Drilled In: Cooper & Brain oil well in South L.A.

Drilled In: Cooper & Brain oil well in South L.A.

Los Angeles Controller Ron Galperin recently released a review of the 1,000 or so active and idle oil and gas wells within the city, along with a call for an extraction tax to fund increased inspections, bolster safety and health requirements.

Galperin also called higher standards for well operators to increase levels of liability insurance and surety bonds to ensure that taxpayers’ interests are protected.

The review, delivered to the office of Mayor Eric Garcetti on June 27, calls for city officials to develop plans for more frequent inspections of the 780 active and 287 idle wells.

Galperin’s review also called for a system of accountability for the 4,063 wells that are plugged and abandoned or buried within the city limits – an effort that would be driven by a data base as a “centralized repository of interagency and interdepartmental information, with well owners and operators responsible for providing regular updates.

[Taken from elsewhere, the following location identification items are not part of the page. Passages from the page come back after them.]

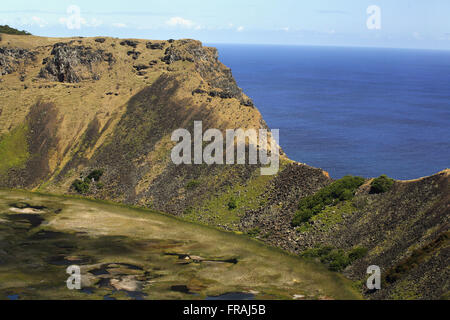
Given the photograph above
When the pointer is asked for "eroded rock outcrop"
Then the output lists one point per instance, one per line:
(11, 58)
(207, 63)
(73, 64)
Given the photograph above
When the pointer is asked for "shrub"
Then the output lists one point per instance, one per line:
(192, 184)
(254, 232)
(381, 184)
(96, 175)
(232, 204)
(81, 187)
(341, 190)
(337, 260)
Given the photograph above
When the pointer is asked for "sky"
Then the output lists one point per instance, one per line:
(423, 24)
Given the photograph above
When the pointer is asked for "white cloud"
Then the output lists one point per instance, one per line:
(417, 35)
(76, 21)
(119, 25)
(181, 22)
(39, 21)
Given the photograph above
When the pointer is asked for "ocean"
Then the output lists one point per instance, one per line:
(359, 111)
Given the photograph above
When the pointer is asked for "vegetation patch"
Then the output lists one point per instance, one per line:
(83, 186)
(417, 257)
(381, 184)
(337, 192)
(335, 259)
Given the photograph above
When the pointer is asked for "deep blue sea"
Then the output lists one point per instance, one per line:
(359, 111)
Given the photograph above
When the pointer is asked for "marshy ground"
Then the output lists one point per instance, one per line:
(127, 253)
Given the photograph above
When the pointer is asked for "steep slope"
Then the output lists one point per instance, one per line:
(74, 108)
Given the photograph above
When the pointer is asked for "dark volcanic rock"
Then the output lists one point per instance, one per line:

The State of California’s Department of Conservation’s Division of Oil, Gas, and Geothermal Resources also tracks the more than 5,000 known wells in the city of Los Angeles. A report by the agency in March reported the status of those wells as follows:

“DOGGR data indicates that a small group of companies are responsible for ongoing oil and gas extraction; approximately 77% of active and idle wells in the city are operated by six companies. This group is comprised of the following companies: Warren E&P (224 wells); Freeport-McMoRan Oil & Gas (217 wells); Tidelands Oil Production Co. (183 wells); Southern California Gas Co. (78 wells); Pacific Coast Energy Co. (59 wells); and Brea Canon Oil Co. (57 wells).”

Plugged and abandoned wells have been sealed with cement using techniques outlined by the state, according to the City Controller’s review.

“Buried wells are typically older and are not abandoned  to current  standards  and the  mapped  locations  of these  wells are sometimes approximate,” according to the review.

It is up to the City Council to decide whether to act on any of the major recommendations in Galperin’s review.